Every month, I have the enviable opportunity to travel to Tokyo, and, during my four-day stay, I’m well-able to spend my time ambling about the city’s pocket places of nature. Hoteled in a new neighborhood upon my most recent visit, I was just a hop, skip, and a Google-Map search away from Koishikawa Botanical Garden. Besides various winter-dead plants, here’s what I found within and just without…
In a grove of camellias (a genus of flowering plants including that which produces our teas), I tasted the uber-sweet nectar oozing down from this gorgeous flower’s stigmas.
Underfoot on a pine-flanked path, malodorous Chinaberry fruits littered the forest floors.
Just outside Koishikawa Botanical Garden, many gardens outside quaint Japanese block houses featured wild-looking Aloe vera beneath (perhaps) deep-red Chinese lanterns.
The hardy, aquatic Thalia dealbata, or appropriately nicknamed Alligator flag, has purple blooms in the summer and can even be found in my home state of Pennsylvania!
Within the park is the former University of Tokyo’s Medical School building.

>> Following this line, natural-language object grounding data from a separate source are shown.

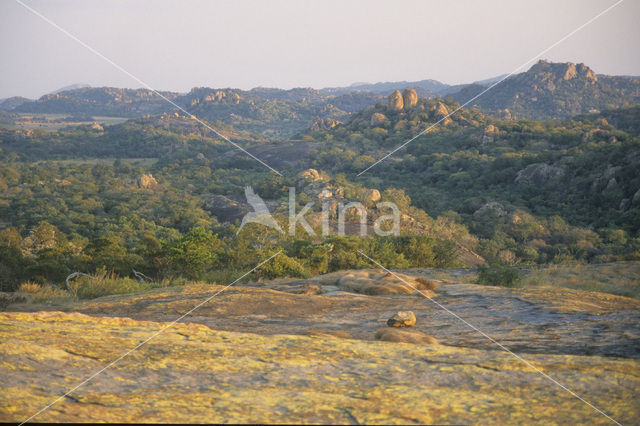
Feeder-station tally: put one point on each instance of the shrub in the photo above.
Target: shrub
(504, 276)
(104, 283)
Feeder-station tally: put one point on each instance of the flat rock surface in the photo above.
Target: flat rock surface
(269, 352)
(537, 320)
(190, 373)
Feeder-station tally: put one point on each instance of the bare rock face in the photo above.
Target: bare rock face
(539, 174)
(377, 118)
(308, 176)
(402, 124)
(409, 98)
(147, 182)
(395, 102)
(441, 112)
(402, 319)
(320, 123)
(570, 72)
(404, 336)
(371, 196)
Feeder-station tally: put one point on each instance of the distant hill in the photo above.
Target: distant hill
(108, 101)
(13, 102)
(547, 90)
(69, 87)
(554, 90)
(424, 88)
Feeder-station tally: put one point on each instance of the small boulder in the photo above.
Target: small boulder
(395, 101)
(409, 98)
(402, 319)
(377, 118)
(147, 181)
(371, 196)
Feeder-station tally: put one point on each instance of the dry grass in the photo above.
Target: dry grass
(622, 279)
(36, 293)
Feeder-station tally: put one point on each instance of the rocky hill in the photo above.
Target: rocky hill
(554, 90)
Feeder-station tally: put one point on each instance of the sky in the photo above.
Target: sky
(177, 45)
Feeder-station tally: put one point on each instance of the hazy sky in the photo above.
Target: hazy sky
(176, 45)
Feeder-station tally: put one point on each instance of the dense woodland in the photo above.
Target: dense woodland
(137, 195)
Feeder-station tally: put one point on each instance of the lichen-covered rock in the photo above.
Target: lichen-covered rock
(188, 370)
(378, 281)
(402, 319)
(395, 101)
(409, 98)
(404, 336)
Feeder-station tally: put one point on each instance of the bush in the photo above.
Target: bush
(504, 276)
(105, 283)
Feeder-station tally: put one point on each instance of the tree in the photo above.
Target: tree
(195, 252)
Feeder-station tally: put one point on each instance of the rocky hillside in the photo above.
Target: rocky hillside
(554, 90)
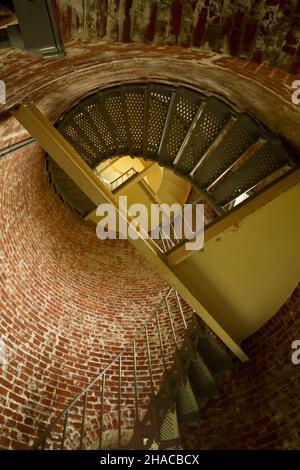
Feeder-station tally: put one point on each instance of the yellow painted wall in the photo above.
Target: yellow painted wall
(244, 275)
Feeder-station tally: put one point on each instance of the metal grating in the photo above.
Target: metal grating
(213, 119)
(157, 110)
(96, 114)
(184, 110)
(238, 140)
(169, 424)
(135, 105)
(268, 159)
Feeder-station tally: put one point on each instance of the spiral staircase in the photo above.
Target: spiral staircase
(138, 414)
(223, 154)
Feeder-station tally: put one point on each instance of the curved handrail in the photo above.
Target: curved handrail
(42, 439)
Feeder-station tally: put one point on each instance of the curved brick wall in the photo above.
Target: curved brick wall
(69, 302)
(64, 293)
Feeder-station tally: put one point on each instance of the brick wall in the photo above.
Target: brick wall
(257, 406)
(69, 302)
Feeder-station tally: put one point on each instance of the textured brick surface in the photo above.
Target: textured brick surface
(257, 406)
(259, 30)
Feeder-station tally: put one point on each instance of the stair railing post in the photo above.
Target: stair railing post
(149, 360)
(135, 382)
(171, 322)
(101, 413)
(181, 310)
(63, 436)
(160, 341)
(119, 403)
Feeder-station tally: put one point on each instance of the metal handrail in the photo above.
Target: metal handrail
(40, 443)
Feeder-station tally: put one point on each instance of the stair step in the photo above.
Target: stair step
(169, 431)
(133, 98)
(268, 159)
(234, 144)
(183, 109)
(158, 99)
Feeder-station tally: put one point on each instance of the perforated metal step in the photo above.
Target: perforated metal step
(212, 120)
(214, 356)
(268, 159)
(234, 144)
(183, 109)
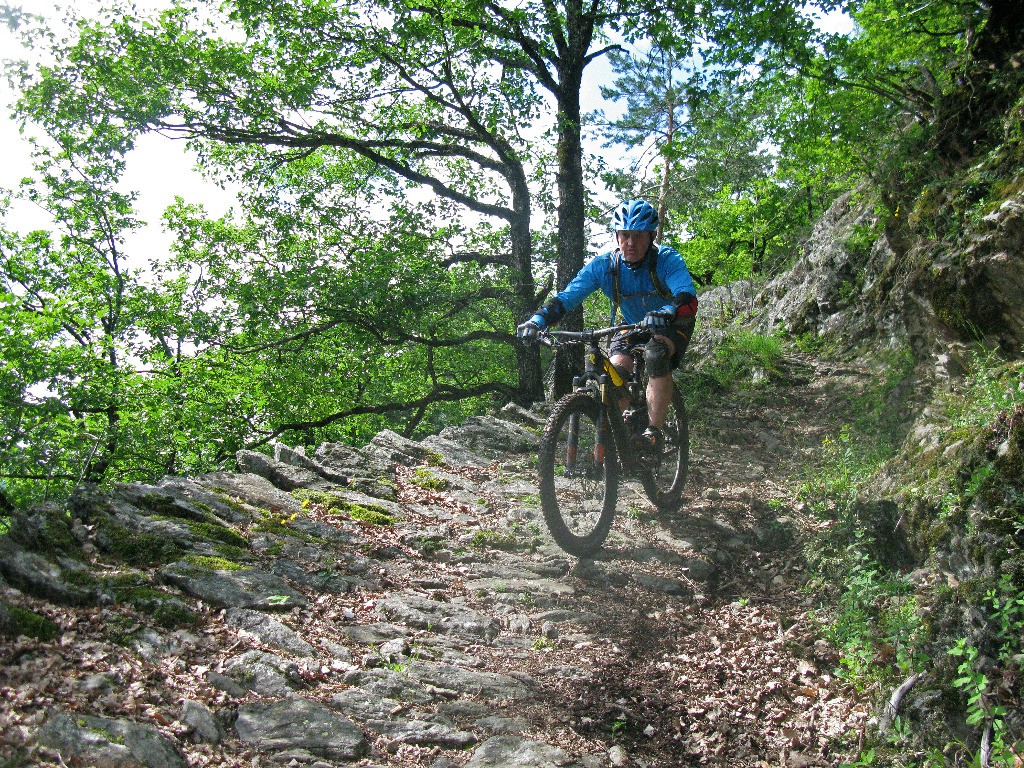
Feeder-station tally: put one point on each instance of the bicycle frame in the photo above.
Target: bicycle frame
(607, 386)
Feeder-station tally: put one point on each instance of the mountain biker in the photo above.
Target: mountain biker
(654, 290)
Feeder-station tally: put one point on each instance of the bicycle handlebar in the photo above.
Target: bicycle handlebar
(562, 338)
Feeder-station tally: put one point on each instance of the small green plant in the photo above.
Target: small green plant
(213, 563)
(495, 539)
(369, 514)
(742, 353)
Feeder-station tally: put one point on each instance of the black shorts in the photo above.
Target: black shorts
(678, 333)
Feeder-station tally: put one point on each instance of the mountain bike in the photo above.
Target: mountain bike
(589, 443)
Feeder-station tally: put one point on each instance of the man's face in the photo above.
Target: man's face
(634, 243)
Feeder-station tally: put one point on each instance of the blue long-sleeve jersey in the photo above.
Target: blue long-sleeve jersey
(638, 293)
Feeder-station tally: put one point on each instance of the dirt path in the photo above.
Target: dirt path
(689, 640)
(733, 670)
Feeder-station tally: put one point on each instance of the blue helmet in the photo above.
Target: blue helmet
(635, 215)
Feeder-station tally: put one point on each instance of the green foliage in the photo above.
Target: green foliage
(486, 539)
(424, 478)
(137, 548)
(741, 355)
(987, 686)
(209, 562)
(370, 514)
(876, 624)
(15, 621)
(990, 387)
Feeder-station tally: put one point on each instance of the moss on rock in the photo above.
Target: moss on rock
(15, 621)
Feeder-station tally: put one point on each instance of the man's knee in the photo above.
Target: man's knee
(657, 356)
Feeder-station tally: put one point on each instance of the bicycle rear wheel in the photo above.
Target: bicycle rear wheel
(579, 475)
(666, 475)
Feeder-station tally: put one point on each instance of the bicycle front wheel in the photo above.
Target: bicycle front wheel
(667, 472)
(579, 475)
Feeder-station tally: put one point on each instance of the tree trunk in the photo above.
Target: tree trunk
(571, 193)
(528, 387)
(663, 195)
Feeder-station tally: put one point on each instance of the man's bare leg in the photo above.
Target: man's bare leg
(659, 392)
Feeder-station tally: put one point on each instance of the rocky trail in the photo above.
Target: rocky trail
(420, 615)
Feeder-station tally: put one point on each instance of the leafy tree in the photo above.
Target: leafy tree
(69, 302)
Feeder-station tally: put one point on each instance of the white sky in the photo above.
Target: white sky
(161, 168)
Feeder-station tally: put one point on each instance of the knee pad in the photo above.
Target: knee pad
(657, 358)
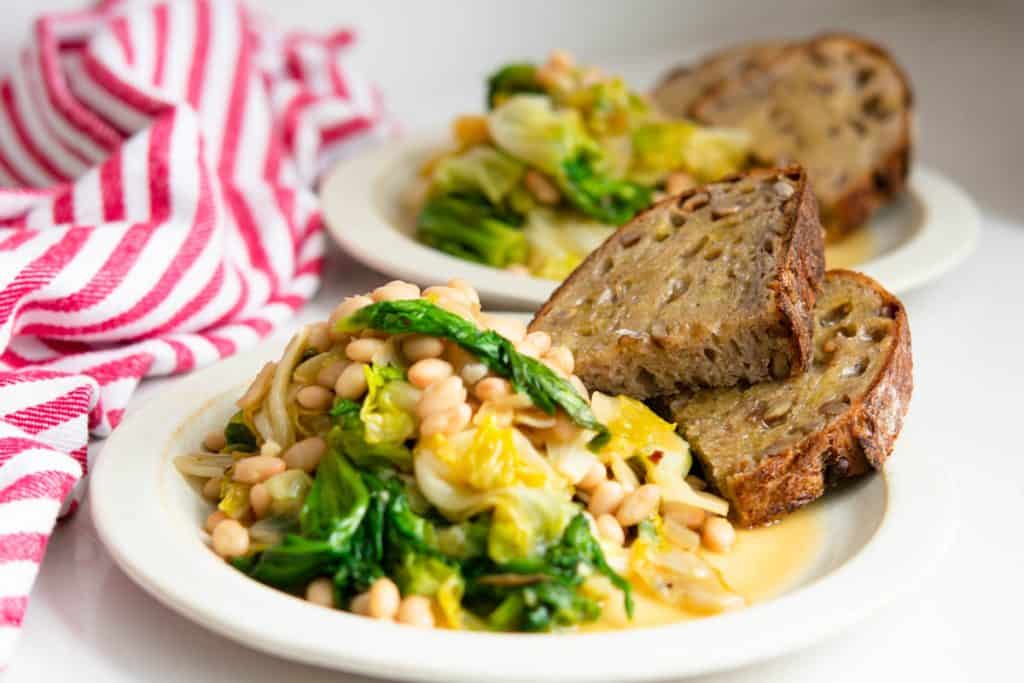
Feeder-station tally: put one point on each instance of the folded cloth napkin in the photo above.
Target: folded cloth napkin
(157, 161)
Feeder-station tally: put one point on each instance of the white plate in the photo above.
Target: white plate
(881, 535)
(915, 240)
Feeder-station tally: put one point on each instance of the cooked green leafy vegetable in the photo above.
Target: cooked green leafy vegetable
(472, 228)
(239, 435)
(611, 201)
(348, 436)
(547, 390)
(514, 79)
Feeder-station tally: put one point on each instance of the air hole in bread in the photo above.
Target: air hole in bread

Koishikawa also has a fern garden, in a sense, which includes Davallia mariesii (squirrel’s foot fern), a species of epiphytic fern native to Japan and eastern Asia.
Leaves of a favorite of Japanese gardens everywhere, Fatsia japonica.
Artists in Koishikawa sketching the old university building and garden.
A seemingly neglected greenhouse (speculation) in Koishikawa — no entrance admitted.
A leafless Liriodendron tulipifera, or tulip tree, which was gifted to Japan from the USA during the Meiji (1868-1912) period!
Behold, the hilariously named nipple/titty fruit, otherwise known botanically as Solanum mammosum (Japan: fox face).
An inescapable landmark of Tokyo, as it’s next to Tokyo station, Pasona Group Inc. is famous for its indoor urban farm.
Pines adorned with LED-lit globes beneath the rollercoaster at Tokyo Dome City.